1. Introduction
Authentication, authorization, and privacy are three sides of a security triangle that should be supported by every network device. Currently, due to the rapidly developing Internet of Things (IoT), ensuring cybersecurity at a high level is of particular importance. In typical cryptographic applications, secret keys are stored in either non-volatile or volatile memory. In the first case, they remain in memory and can be recovered even after powering off the device. In the latter, memory is vulnerable to attack if an adversary gains physical access to it. Therefore, traditional key storage approaches are not preferred and are slowly being replaced. Instead, a physical unclonable function (PUF) has been proposed as a lightweight, cost-effective, and ubiquitous solution. Generally, a PUF can be defined as an inherent and non-clonable feature specific to a given physical object, and it is used to generate a secure key. Unclonable functions are a promising solution that can be used wherever authentication, security, and key storage are needed without requiring secure memories or other expensive security hardware. Because PUFs promise to achieve secure authentication without any cryptographic resources on the device, they are of particular interest for resource-constrained IoT devices [
1].
In recent years, physical unclonable functions have become the subject of intense research in both academic and industrial communities, and PUF-based solutions have evolved into essential components of modern secure systems for identification, key generation, and storage [
1,
2]. Depending on the specific manufacturing variances of a device, a PUF can be derived from several sources of randomness. Typical approaches refer to the variations in the manufacturing of wires and gates of CMOS circuits [
1,
2,
3,
4], e.g., by comparing delay paths of equal length in an arbiter PUF or by exploiting differences between frequencies of multiple ring oscillators (ROs) of the same structure—RO PUF. Other solutions rely on the inherent properties of memory cells in a digital circuit [
1,
4]—so called memory PUFs; these include, e.g., butterfly PUFs, which consist of two cross-coupled data latches with a clear/preset input that drives instability, SRAM PUF cells, which are composed of two cross-coupled inverters, and latch PUFs, which consist of cross-coupled NOR gates.

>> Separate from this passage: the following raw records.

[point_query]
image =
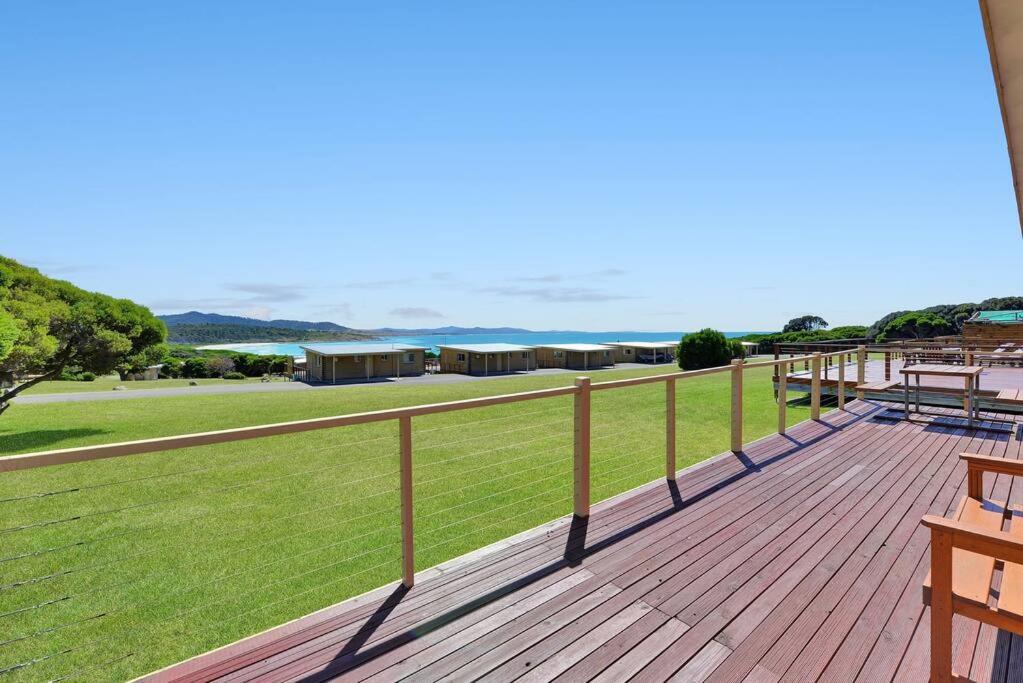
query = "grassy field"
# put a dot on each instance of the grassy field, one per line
(116, 567)
(106, 383)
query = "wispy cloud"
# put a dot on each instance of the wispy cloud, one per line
(415, 313)
(553, 277)
(556, 294)
(268, 291)
(258, 303)
(382, 284)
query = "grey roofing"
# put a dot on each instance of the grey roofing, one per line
(643, 345)
(496, 348)
(359, 349)
(575, 347)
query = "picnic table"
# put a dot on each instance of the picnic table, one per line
(971, 382)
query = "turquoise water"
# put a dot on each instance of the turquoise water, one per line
(431, 340)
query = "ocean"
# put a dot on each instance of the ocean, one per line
(432, 340)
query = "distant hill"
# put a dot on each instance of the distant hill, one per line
(449, 330)
(228, 333)
(196, 318)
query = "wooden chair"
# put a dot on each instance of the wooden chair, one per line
(965, 551)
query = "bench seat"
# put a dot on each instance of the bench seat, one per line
(965, 552)
(879, 385)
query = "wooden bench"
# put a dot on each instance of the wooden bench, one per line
(1011, 396)
(880, 386)
(965, 552)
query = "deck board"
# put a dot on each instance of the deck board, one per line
(800, 559)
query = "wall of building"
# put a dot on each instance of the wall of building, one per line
(991, 333)
(336, 368)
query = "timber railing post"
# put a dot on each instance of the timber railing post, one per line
(405, 467)
(783, 398)
(581, 471)
(669, 429)
(815, 388)
(737, 406)
(841, 384)
(860, 369)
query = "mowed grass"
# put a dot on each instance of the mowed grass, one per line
(107, 382)
(116, 567)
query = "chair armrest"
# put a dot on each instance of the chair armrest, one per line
(977, 539)
(989, 463)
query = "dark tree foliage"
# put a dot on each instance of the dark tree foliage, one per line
(916, 325)
(806, 323)
(953, 314)
(59, 325)
(705, 349)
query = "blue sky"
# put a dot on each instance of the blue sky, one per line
(590, 166)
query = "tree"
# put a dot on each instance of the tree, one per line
(220, 365)
(59, 324)
(705, 349)
(806, 323)
(916, 325)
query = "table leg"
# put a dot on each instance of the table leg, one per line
(905, 384)
(969, 401)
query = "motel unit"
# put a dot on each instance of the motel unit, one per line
(487, 359)
(334, 362)
(575, 356)
(643, 352)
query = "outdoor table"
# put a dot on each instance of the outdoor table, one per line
(969, 373)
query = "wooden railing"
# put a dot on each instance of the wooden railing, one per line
(581, 391)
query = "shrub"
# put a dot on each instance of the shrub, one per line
(172, 367)
(916, 325)
(219, 365)
(705, 349)
(194, 367)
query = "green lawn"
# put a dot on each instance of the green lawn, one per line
(106, 383)
(132, 563)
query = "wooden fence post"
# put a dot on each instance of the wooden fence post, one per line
(860, 369)
(815, 388)
(783, 398)
(669, 429)
(581, 471)
(737, 406)
(405, 467)
(841, 385)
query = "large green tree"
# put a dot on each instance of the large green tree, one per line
(47, 325)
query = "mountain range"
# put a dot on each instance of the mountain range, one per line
(197, 327)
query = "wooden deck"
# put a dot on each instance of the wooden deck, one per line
(802, 558)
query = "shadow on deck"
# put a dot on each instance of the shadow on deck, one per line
(801, 557)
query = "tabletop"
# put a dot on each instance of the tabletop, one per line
(943, 370)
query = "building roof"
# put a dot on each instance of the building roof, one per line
(575, 347)
(359, 349)
(1003, 26)
(997, 316)
(496, 348)
(643, 345)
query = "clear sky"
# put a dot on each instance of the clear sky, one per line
(546, 165)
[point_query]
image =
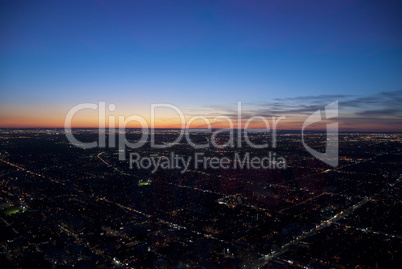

PUFs can be distinguished not only according to the type of their physical structure, but also through a safety classification. Categorization is based on the number of possible challenges in triggering secure responses and the external availability of the responses. A common category is the weak PUF, which provides a limited number of challenge–response pairs, as opposed to the strong PUF, for which the set of such pairs is much wider. Weak PUFs are the least susceptible to modeling attacks; hence, they are mainly used to obtain a secret key in cryptographic algorithms. Therefore, they are also known as physically obfuscated keys (POKs) [
5], in which the secret key is permanently stored in the unique inaccuracy of the physical structure rather than being stored digitally, which makes it difficult for an opponent to learn the key through a probing attack [
6].
In this article, we propose and study the possibility of using a novel class of RO-PUFs based on the response of a single Fibonacci ring oscillator (FIRO) that was proposed by Golić in [
7]. We prove that, before achieving a desired randomness through jitter accumulation, each oscillator shows some degree of repetitiveness in an initial sequence of internal state transitions. Due to the inaccuracies in the technological process, the initial sequence remains unique for each device, ensuring high differentiation between circuits. The use of an FIRO in combination with a restart method [
8] allows us to obtain a set of short boot sequences, which, when processed with an innovative algorithm for common feature extraction, allow the recovery of the key that identifies the source oscillator. The proposed methodology provides an easily obtainable RO PUF with experimentally proven identifiability.
The remainder of this paper is organized as follows. In
Section 2, we review the related research in the field of physical unclonable functions based on ring oscillators.
Section 3 describes the proposed device identification algorithm.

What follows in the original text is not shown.